Deployment Architecture

Recommendations on Multi-site architecture

wdeoliveira_spl
Splunk Employee
Splunk Employee

Hello there,

I am working with a partner in Brazil on a 1.6TB/day deployment.

The partner have some questions about the best approach to follow that I think you might help with some ideas.

Here is their scenario:

The bank is allocating 8 servers for the indexers. Each indexer will have 12 discs of 600GB in a total of 7.2TB for each.
Their idea is to use Multi Site Cluster architecture with a replication factor of 2, allocating 2 indexers (servers) for each different site.
The would have 4 sites (all in the same physical data center). They are referring as site for the pair of Indexers that replicate data between them.
According to partner current scenario could give them about 30 days of retention for the available storage on these servers. The customer’s ideal retention would about 60 days, and they are looking in a ways of optimizing storage and improving the current retention rate.

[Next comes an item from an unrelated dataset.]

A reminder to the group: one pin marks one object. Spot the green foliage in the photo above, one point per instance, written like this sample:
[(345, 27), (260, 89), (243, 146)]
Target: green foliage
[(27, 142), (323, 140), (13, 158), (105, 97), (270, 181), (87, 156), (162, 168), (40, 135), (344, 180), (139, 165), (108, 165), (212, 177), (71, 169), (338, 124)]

The partner is looking for some recommendations or best practice to deploy this architecture by optimizing the storage available and increasing the retention potential at the same time.
They are wondering whether the Multi Site Cluster approach will be the best suited here.

Any insights you might have are very appreciated!

Thanks-

Tags (2)
0 Karma

gkanapathy
Splunk Employee
Splunk Employee

Why are they doing multi-site if they have only one location? They have less availability if they do that. Why not put all 8 indexers in a single site/cluster? If they want maximum storage with some redundancy, they should simply use a SF of 1, and an RF of whatever they are comfortable with. If it's 2, that's one extra copy.

0 Karma

gkanapathy
Splunk Employee
Splunk Employee

Then this seems like a misuse of clustering. It's not clear to me what your goals and priorities are. The point of clustering is to ensure availablity of search and data, and it uses space (i.e., retention) to do so. If all you want is retention and protection of the data, and don't care about it being available in case of trouble, then you should probably not use clustering. Instead, you can use backups or rsync to make copies of the data in other places. Or, if you're simply concerned about scheduled maintenance, martin_mueller is correct that you should use maintenance mode.

0 Karma

martin_mueller
SplunkTrust
SplunkTrust

Creating a new copy when a peer holding that bucket goes down is a good thing. Else you're open to a single point of failure, namely the other peer holding the existing copy of that bucket.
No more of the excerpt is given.